I don’t recall whether I’ve brought up this topic often or only occasionally, but it keeps bugging me how the IF Comp rankings are skewed by people who give out what are obviously bad faith votes. The Absence of Miriam Lane, average score 8.17, received no ratings below a 4… except for one person who gave it a 1. A Long Way to the Nearest Star received no ratings below a 6… except for one person who gave it a 1.
Does it matter for the final rankings? It does. Without that single voter giving the game a 1, A Long Way to the Nearest Star would certainly have won the IF Comp, and The Absence of Miriam Lane might have won it. Now I don’t claim that these games would have been more worthy winners than The Grown-Up Detective Agency – the two games I played were both very good, and I haven’t played the other one! But is just bugs me that one bad-faith judge can have so much influence over the final rankings, trumping the carefully calibrated votes of a dozen other judges.

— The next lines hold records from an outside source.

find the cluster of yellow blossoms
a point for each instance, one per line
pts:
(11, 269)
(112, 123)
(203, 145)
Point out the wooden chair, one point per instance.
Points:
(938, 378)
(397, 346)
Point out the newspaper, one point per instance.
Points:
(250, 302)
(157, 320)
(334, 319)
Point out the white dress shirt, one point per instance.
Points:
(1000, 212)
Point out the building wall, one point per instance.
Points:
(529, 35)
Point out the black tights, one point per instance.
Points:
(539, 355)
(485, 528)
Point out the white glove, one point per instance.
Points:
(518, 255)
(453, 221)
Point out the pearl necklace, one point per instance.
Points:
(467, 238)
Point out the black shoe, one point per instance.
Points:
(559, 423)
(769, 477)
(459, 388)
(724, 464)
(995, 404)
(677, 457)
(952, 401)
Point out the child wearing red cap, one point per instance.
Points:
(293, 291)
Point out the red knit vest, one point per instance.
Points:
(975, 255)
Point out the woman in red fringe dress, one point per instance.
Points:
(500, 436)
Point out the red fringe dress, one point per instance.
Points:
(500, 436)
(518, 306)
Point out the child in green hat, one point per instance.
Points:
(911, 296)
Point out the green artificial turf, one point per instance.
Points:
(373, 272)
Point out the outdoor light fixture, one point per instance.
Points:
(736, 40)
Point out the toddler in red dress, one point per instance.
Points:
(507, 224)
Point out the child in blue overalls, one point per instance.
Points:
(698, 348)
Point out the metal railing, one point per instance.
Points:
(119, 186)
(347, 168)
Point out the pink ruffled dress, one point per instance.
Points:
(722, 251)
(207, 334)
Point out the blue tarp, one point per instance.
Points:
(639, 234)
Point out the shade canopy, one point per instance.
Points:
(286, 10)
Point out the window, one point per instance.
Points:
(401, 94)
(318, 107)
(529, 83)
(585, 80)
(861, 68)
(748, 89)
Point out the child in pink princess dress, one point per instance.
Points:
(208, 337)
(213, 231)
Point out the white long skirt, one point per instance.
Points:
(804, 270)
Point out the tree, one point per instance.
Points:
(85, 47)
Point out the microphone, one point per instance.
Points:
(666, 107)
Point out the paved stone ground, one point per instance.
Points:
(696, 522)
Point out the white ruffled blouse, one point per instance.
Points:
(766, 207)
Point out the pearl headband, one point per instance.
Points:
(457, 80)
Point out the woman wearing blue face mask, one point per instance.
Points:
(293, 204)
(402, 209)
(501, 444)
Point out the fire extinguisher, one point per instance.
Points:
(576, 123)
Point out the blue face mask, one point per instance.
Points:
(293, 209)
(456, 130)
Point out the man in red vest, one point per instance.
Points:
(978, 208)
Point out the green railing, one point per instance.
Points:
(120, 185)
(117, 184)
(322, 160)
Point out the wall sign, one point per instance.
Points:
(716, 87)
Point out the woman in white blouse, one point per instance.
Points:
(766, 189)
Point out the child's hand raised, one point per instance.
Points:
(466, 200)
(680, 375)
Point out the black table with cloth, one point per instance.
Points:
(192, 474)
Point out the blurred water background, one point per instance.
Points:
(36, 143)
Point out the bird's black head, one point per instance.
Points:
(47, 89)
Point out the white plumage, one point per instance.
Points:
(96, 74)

And of course these ratings are bad-faith. It is impossible to believe in good faith that these pieces, which are at the very least highly competent, deserve the worst possible rating.
(I’m also kind of incensed about the four people giving 1’s, 2’s and 3’s to According to Cain, which you may or may not enjoy, but which is obviously an extremely well-crafted parser game that cannot conceivably merit such low grades. But here there are apparently four people who disagree with me, so perhaps I’m the crazy one?)
Isn’t there some kind of formula for determining the final scores that just leaves out these outlier votes? It seems a lot fairer and more fun for the authors.